Les débats d’opinions qui demandent à se positionner du côté du oui ou du non, comme celui opposant le philosophe et député genevois Jean Romain et le futur président de l’EPFL Martin Vetterli à propos de l’enseignement du numérique à l’école (LT du 29.10.2016), ont tendance à enfermer les intervenants dans une position tranchée et ne favorisent guère la nuance.

Ainsi, Jean Romain se positionne clairement contre le renforcement du numérique à l’école. Les arguments qu’il avance peinent cependant à convaincre, en particulier les enseignants.

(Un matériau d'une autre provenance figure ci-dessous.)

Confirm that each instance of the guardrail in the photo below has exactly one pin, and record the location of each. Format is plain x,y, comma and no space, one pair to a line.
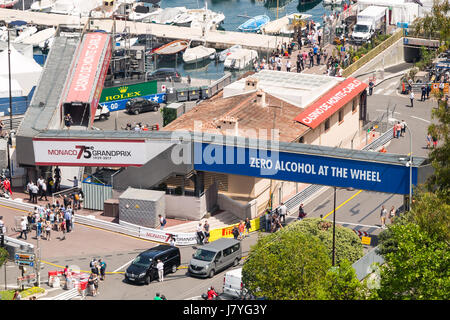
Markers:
372,53
68,295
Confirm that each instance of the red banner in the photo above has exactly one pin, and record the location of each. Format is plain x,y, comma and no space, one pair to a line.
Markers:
331,102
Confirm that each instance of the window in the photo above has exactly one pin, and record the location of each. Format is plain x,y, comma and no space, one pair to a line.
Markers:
341,116
327,124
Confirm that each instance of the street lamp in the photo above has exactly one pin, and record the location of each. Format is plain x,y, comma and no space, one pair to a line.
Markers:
334,224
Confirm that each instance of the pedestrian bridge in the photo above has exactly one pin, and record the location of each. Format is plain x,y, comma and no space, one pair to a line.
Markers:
151,157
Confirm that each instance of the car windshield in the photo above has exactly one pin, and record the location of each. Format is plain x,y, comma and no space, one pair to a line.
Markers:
361,28
142,261
204,255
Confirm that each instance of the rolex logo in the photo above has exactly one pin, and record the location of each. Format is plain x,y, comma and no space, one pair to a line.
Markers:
123,89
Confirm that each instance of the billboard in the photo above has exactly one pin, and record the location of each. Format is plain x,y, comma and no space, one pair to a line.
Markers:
304,168
129,91
90,152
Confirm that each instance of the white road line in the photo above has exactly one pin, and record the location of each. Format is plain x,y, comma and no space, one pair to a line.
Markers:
420,119
123,265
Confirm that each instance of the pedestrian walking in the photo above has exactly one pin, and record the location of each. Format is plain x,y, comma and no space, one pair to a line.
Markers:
206,231
282,212
162,222
424,92
63,229
235,232
383,215
429,139
102,265
200,235
241,228
48,229
398,129
160,267
288,66
23,229
248,226
392,214
301,212
403,128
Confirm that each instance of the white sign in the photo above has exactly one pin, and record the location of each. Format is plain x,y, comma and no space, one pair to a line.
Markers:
181,239
89,152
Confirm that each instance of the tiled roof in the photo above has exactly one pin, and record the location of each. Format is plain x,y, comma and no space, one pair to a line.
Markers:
249,114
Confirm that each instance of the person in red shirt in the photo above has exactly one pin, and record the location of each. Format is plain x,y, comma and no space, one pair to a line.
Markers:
212,293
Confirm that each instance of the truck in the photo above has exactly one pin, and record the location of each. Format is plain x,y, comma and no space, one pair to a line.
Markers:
369,22
87,76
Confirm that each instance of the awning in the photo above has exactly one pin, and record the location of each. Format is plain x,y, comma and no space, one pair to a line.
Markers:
331,102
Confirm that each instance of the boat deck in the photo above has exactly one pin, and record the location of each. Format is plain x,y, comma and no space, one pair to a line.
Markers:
215,39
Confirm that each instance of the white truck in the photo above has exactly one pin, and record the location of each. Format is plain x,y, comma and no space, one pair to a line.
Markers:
368,22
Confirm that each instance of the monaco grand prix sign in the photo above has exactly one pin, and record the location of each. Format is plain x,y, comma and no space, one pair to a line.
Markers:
90,152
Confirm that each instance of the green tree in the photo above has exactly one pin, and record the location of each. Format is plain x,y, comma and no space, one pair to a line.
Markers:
341,283
418,268
3,256
287,265
348,245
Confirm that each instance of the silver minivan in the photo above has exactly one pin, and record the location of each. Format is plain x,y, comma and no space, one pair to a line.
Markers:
214,257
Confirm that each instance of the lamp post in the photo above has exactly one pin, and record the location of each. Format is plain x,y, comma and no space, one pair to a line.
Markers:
333,262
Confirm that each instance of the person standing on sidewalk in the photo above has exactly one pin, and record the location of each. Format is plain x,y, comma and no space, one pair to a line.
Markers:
282,212
383,215
160,267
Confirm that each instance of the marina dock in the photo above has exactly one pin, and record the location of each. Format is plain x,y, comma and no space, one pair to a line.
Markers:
216,39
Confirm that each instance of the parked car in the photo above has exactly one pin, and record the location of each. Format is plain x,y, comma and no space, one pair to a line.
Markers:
214,257
164,74
139,105
143,268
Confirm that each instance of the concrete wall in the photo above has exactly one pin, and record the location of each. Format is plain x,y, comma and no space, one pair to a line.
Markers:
184,207
391,56
242,211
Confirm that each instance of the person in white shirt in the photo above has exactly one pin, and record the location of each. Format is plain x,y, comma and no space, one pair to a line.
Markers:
160,267
282,211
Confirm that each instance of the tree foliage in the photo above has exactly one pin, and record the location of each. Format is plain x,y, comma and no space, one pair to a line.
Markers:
348,245
418,268
286,266
295,263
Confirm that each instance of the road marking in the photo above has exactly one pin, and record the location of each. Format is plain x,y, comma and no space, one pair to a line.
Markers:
420,119
343,203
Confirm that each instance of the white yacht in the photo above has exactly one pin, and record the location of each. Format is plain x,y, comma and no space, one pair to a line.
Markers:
42,5
197,54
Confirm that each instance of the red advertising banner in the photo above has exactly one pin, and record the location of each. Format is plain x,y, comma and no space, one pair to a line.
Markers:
83,80
331,102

Eloigné de la réalité du terrain

Probablement du fait qu’il observe le sujet d’un peu trop haut, éloigné de la réalité du terrain, du fait aussi qu’il ne s’autorise aucune nuance et qu’il recourt à des arguments douteux. La pression des marques, l’obsolescence programmée des machines existent en effet, peuvent agacer, mais ne doivent pas nous amener à écarter l’utilisation des ordinateurs et tablettes à l’école.

Nous devrions sinon nous passer de la plupart des avancées technologiques. Viennent ensuite les arguments habituellement développés par Jean Romain lorsqu’il écrit à propos de l’école. Là-dessus, un nombre croissant d’enseignants, pour ne pas dire la majorité, opine du chef. A juste titre.

Oui, il faut renforcer les connaissances dites fondamentales. Oui, il faut éviter la dispersion, maintenir un certain seuil d’exigence et doter les élèves d’une culture solide.

Développer la réflexion

Mais pourquoi affirmer dans la foulée que le numérique participe au recul des exigences? Pourquoi associer de facto le numérique au virtuel ludique, voire abrutissant? Pourquoi sous-entendre une incompatibilité entre l’enseignement du numérique et le maintien d’un certain niveau d’exigences dans d’autres disciplines scolaires? L’introduction d’une heure par semaine (par exemple) d’informatique dans la grille horaire des élèves ne va ni bouleverser ni péjorer l’enseignement du français et des mathématiques!

Le numérique, dont il est question ici, regroupe l’étude de logiciels de programmation et l’éveil à l’algorithmique, le «comment ça marche?». Loin d’abrutir, ces enseignements visent à développer l’esprit logique, poussent à la réflexion et aident à mieux comprendre certains enjeux, comme le relève M. Vetterli (sphère privée, régulation des voitures autonomes, robotique, etc.).

Comprendre la quatrième révolution industrielle

De plus, la programmation informatique trouve des applications concrètes – déjà au sein de la scolarité obligatoire – dans l’enseignement des mathématiques, des sciences et d’autres disciplines également. C’est une forme de complémentarité souhaitée par le plan d’études romand adopté en 2010 par la CIIP.

En outre, la quatrième révolution industrielle avance bon train et fait craindre une pénurie importante d’informaticiens en Suisse à court terme (LT du 3.11.2016: «La Suisse menacée par une pénurie d’informaticiens»). L’école obligatoire n’a certes pas pour mission première de former de futurs employés, mais elle ne peut ignorer un mouvement de cette importance. Susciter l’intérêt, donner des clés de lectures pour mieux comprendre et vivre cette quatrième révolution, voilà un pari que doit relever l’école de ce XXIe siècle bien entamé. Tout en conservant des exigences élevées dans les disciplines qui font l’Homme. Une affaire d’équilibre, de complémentarité. In medio stat virtus, disaient les Romains.


Gilles Saillen est enseignant au cycle d’orientation en Valais.